If you’re a serious security researcher in the Bug Bounty world, you’ve probably experienced this frustration: you spend sleepless nights, reverse-engineering code, discovering a real critical vulnerability (SSRF, info leak, auth bypass, whatever), writing a clear report with PoC and solid evidence. You submit it to Bugcrowd, and then some staff member (calling themselves a “triager” or “security analyst”) replies with a dumb canned response:

“We were unable to identify an immediate security impact, so this submission is not applicable. Please clarify: What could an attacker do?”

And if you reply with a detailed impact analysis, you get another robotic answer:
“We still don’t see direct impact.”

At that point, you start to wonder: Are these people even real security professionals, or are they just reading from a playbook and stalling for time?

Who Are the Bugcrowd Staff and Why Do They Act Like This?

Most of the triage or “support” staff at Bugcrowd aren’t hackers, and often lack hands-on offensive security background. Many are just IT graduates or people with a generic “security certification” or a management title.
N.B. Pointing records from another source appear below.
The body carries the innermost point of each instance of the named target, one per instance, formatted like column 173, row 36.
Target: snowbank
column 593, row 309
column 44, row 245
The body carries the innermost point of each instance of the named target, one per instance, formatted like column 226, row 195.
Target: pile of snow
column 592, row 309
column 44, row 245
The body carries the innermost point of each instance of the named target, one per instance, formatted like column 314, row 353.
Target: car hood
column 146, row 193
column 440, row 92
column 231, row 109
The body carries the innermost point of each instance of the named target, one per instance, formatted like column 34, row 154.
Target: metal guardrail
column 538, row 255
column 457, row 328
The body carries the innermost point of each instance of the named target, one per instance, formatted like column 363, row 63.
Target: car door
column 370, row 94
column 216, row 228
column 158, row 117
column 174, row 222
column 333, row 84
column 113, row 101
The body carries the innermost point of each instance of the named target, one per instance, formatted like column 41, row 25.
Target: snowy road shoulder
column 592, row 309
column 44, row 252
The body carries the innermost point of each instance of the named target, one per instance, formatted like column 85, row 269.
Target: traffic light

This is painfully obvious when you see them:

Failing to distinguish between a harmless info leak and a real credential/API/key exposure.

Thinking SSRF is “low risk” even when it gives full backend or AWS metadata access.

Asking you to repeat steps line by line as if you’re a child—or, more likely, because they’re just skimming your report!

Closing reports because they “don’t see immediate impact”, even when you provided direct PoC, screenshots, and logs.

Worst of all: Sometimes, when a European or US-based hacker submits the same vuln (but with pretty English), it’s instantly accepted and rewarded. But if you’re an Arab, African, or Asian researcher? Get ready for endless “not applicable” and “not impactful” responses.
That’s bias—and sometimes, straight-up discrimination disguised as “process”.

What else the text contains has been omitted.